I don't consider regular expressions a valid solution here
Until you've got well-formedness, that might be your only option. Once you get the documents to that stage, then you're in the clear with the DOM functions.
Take a look at the Parser in the PHP Fit port. The code is clean and was originally designed for loading the dirty HTML saved by Word. It's configured to pull tables out, but can easily be adapated.
You can see the source here:
http://gerd.exit0.net/pat/PHPFIT/PHPFIT-0.1.0/Parser.phps
The unit test will show you how to use it:
http://gerd.exit0.net/pat/PHPFIT/PHPFIT-0.1.0/test/parser.phps
My quick and dirty solution to this problem was to run a loop that matches my list of custom tags with a regular expression. The regexp doesn't catch tags that have another inner custom tag inside them.
When there is a match, a function to process that tag is called and returns the "processed HTML". If that custom tag was inside another custom tag than the parent becomes childless by the fact that actual HTML was inserted in place of the child, and it will be matched by the regexp and processed at the next iteration of the loop.

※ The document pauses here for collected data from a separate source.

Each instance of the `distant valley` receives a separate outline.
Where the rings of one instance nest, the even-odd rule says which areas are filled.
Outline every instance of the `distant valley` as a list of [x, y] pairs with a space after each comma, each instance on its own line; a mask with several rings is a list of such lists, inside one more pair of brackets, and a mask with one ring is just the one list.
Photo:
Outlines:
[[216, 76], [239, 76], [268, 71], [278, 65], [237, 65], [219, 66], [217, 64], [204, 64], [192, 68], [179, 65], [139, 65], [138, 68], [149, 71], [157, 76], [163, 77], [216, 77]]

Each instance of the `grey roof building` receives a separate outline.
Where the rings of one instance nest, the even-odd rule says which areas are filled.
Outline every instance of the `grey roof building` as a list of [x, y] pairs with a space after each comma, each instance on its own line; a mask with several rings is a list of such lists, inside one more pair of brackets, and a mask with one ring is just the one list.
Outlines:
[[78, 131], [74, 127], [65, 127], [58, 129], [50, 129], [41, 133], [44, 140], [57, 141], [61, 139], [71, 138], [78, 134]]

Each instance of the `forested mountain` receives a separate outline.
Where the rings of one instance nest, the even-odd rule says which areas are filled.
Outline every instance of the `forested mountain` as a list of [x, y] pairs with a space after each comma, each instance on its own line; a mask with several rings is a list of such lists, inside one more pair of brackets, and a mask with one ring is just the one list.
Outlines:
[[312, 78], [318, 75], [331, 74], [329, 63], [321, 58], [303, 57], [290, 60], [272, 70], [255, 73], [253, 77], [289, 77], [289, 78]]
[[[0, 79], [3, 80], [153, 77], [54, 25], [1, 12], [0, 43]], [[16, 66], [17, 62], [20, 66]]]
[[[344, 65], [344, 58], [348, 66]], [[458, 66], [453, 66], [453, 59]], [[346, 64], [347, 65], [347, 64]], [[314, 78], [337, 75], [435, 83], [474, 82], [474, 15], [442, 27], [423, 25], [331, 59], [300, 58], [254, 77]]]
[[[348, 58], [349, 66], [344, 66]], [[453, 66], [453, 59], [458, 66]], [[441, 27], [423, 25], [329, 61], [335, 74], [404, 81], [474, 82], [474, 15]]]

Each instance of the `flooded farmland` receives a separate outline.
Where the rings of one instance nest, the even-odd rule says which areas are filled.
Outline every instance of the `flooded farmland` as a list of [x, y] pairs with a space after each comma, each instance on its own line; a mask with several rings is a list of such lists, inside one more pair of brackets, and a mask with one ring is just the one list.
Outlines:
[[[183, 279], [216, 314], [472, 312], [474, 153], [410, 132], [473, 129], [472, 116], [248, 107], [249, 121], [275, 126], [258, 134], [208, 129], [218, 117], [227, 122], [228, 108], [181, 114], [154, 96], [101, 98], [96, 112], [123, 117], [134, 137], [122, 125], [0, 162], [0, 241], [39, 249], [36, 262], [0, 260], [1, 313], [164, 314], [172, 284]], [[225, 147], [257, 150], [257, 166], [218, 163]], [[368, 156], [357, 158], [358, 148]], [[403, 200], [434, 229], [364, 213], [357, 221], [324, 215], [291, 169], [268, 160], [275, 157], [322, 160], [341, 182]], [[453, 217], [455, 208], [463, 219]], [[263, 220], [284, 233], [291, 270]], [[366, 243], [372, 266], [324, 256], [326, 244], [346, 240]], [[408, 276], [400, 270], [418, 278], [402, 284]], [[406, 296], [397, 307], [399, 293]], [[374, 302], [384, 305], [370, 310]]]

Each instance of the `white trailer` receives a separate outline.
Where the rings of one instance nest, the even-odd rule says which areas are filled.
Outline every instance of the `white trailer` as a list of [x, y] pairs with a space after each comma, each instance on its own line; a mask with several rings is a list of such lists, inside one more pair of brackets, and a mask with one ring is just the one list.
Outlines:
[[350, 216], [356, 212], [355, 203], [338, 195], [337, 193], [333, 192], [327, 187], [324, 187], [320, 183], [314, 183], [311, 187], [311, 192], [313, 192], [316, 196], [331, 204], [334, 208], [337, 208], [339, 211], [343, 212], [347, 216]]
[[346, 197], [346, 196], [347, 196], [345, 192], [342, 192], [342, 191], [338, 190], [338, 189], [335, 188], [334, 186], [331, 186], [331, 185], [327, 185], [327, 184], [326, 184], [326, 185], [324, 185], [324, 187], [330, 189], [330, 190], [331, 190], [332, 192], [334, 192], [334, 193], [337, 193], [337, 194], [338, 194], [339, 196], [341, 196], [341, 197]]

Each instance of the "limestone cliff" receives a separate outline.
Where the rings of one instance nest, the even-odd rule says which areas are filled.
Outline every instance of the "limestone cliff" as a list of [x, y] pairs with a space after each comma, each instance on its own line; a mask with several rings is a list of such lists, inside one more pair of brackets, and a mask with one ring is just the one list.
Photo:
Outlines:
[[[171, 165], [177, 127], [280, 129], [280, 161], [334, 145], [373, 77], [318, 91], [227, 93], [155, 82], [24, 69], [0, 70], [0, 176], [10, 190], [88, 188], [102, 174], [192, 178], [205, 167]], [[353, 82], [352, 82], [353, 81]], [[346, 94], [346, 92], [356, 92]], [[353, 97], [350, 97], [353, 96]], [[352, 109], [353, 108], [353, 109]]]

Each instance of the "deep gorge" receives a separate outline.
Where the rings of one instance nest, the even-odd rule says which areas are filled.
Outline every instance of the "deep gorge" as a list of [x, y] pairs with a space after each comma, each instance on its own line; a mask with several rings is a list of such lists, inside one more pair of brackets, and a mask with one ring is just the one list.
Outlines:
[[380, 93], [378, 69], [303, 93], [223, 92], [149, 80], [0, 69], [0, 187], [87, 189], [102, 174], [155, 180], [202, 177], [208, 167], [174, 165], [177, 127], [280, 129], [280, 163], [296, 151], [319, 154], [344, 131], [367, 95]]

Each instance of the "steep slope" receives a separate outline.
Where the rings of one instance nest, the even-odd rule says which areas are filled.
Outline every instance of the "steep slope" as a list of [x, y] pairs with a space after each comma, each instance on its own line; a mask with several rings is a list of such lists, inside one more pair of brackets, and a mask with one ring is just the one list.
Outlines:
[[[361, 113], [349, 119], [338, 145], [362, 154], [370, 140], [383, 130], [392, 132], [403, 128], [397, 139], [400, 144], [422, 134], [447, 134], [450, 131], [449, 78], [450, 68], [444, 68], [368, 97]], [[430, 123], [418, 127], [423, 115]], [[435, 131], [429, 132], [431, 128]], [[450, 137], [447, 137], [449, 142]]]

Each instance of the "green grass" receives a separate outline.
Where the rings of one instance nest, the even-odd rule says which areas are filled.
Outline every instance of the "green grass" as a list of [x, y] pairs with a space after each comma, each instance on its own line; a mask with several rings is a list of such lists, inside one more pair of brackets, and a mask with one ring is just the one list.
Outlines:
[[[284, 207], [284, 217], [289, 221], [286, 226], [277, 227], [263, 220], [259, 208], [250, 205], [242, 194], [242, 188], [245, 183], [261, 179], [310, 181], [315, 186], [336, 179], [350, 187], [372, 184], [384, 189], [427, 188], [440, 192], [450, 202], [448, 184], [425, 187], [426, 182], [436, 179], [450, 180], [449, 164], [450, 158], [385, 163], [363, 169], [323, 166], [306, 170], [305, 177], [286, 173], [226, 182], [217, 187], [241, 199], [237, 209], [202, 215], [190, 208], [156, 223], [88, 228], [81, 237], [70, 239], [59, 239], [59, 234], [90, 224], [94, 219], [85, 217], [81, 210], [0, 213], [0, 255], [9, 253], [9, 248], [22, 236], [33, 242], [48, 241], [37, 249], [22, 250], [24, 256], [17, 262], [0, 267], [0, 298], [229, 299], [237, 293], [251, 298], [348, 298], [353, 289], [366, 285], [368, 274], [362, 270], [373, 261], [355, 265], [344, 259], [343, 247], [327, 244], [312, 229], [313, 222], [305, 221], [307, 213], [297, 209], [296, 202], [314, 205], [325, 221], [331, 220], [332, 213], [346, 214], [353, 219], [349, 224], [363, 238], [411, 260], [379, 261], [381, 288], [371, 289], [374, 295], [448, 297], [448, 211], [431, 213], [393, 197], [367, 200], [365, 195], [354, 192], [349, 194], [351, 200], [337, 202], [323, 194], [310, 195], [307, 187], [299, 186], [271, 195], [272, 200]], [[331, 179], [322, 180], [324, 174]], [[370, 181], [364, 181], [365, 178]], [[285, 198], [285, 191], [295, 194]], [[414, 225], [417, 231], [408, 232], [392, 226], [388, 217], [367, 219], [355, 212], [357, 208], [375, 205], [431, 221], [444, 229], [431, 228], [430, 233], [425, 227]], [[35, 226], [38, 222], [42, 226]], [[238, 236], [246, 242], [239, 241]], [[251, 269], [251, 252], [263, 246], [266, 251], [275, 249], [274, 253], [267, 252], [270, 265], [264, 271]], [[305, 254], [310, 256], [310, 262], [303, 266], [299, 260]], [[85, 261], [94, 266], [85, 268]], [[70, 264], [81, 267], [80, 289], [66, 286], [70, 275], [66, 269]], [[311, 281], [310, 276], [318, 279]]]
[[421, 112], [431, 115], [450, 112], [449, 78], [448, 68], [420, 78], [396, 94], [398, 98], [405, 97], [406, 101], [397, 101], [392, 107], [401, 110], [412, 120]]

The loop ends when there are no childless custom tags to be matched. Overall it's iterative (a while loop) and not recursive.
#Alan Storm
Your comment on my other answer got me to thinking:
When you load an HTML file with DOMDocument, it appears to do some level of cleanup re: well well-formedness, BUT requires all your tags to be legit HTML tags. I'm looking for something that does the former, but not the later. (Alan Storm)
Run a regex (sorry!) over the tags, and when it finds one which isn't a valid HTML element, replace it with a valid element that you know doesn't exist in any of the documents (blink comes to mind...), and give it an attribute value with the name of the illegal element, so that you can switch it back afterwards. eg:
$code = str_replace("<pseudo-tag>", "<blink rel=\"pseudo-tag\">", $code);
// and then back again...
$code = preg_replace('<blink rel="(.*?)">', '<\1>', $code);
obviously that code won't work, but you get the general idea?